The 7X57 (7mm Mauser) has similar ballistics to the 7-08 Rem in many loadings despite having a larger case and using a bit more powder. It is better suited to the heavier bullets above 150gn than the 7-08 in standard short-action guise though. Many loading manual maximum loads are limited to around 40-45,000 psi because of the number of surplus South American M1895 military rifles around with the weaker 'small-ring' Mauser action. SAAMI standards for factory ammo are a modest 51,000 psi MAP. It can be loaded more heavily though for use in modern actions like yours. Brass and dies are easily obtained and like the 30-06, it is a handloader's dream design, very flexible and easy to get good results. Like the 30-06 it has a longer neck than you find on more recent designs. Like the 7-08, it'll perform well in a short barrel - sound moderated (suppressed) short-barrel rifles of 20 inches or less are the norm here in our deerstalking, and many military users in the dim and distant past had short cavalry carbine versions with 18-19 inch barrels as well as short rifles (24").

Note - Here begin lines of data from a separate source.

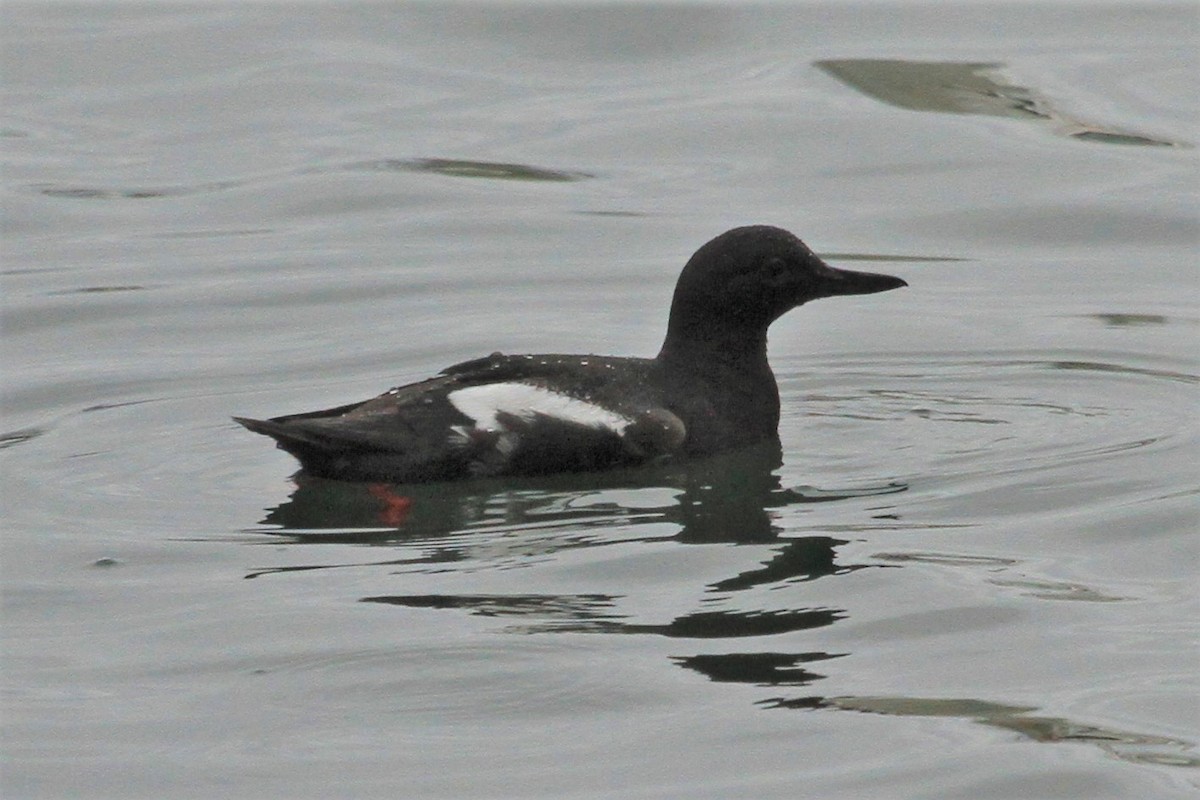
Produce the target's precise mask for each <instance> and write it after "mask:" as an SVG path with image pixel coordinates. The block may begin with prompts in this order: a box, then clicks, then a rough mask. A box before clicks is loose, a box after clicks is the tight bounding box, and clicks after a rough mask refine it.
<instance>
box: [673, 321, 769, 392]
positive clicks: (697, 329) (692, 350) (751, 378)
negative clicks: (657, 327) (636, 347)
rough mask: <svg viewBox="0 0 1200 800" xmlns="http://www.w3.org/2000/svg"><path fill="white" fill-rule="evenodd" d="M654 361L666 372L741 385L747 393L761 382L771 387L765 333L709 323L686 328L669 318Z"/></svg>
mask: <svg viewBox="0 0 1200 800" xmlns="http://www.w3.org/2000/svg"><path fill="white" fill-rule="evenodd" d="M658 361H659V363H661V365H662V366H665V367H667V368H668V369H674V371H682V372H686V373H690V374H692V375H696V377H701V378H709V379H715V380H719V381H720V383H724V384H728V383H730V381H738V383H743V384H744V385H745V389H748V390H750V389H751V387H760V389H755V390H756V391H758V390H761V387H762V385H763V383H767V384H769V385H770V386H772V387H774V385H775V379H774V375H773V374H772V372H770V365H769V363H767V331H766V330H762V331H751V330H746V329H745V327H742V326H730V325H722V324H720V323H714V321H713V320H709V321H708V323H707V324H706V325H703V326H701V325H695V326H688V325H684V324H679V320H677V319H672V320H671V324H670V326H668V327H667V336H666V339H665V341H664V342H662V349H661V350H660V351H659V356H658Z"/></svg>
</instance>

This is a real piece of history - developed in 1892, first adopted 1893 (Spain) - and used against the USA in the late 19th century Spanish-American war in Cuba and the Philippines and against the British Empire by Boer republic 'Kommandos' in the 1898-1902 South African War, in both cases with the same Mauser rifle design and with devastating results on doughboys and tommies. As a result, it heavily influenced the US Army to drop the 30-40 Krag and adopt the M1903 Springfield. (Britain would have ditched the 303 Lee for a 7mm if World War 1 hadn't started when it did.) The US .30-03 / .30-06 cartridge was heavily influenced by the 7mm Mauser and can be said to to be a 30-calibre descendant of it. It saw widespread use as a general purpose game and self-defence cartridge in Africa for generations and killed much larger, tougher animals than its ballistics said it should - 175gn at around 2,300 fps in those days. Many South American countries used it as their service cartridge until the 7.62 appeared in the late 50s.
Its survival today in everyday sporting use at the age of 126 shows just how good a cartridge it is - capable of great accuracy, and reckoned one of the best ever medium deer cartridges by some authorities. It still has a considerable following in the UK amongst our deerstalkers. Ruger has chambered it in No.1 and M77 rifles at times for the US market. I have a friend with a mint Number 1 he has had from new and will never sell it. It has taken Canadian elk, moose and one large black bear, as well as many British deer and feral goats.
I have three 7X57s (two Chilean long military and one 1950s classic BSA deer rifle), 7mm-08 and 284 Win F-Class rifles. I like them all and they all do a great job when the rifle is properly set up and good handloads produced. I have a real soft-spot for the old Mauser number though.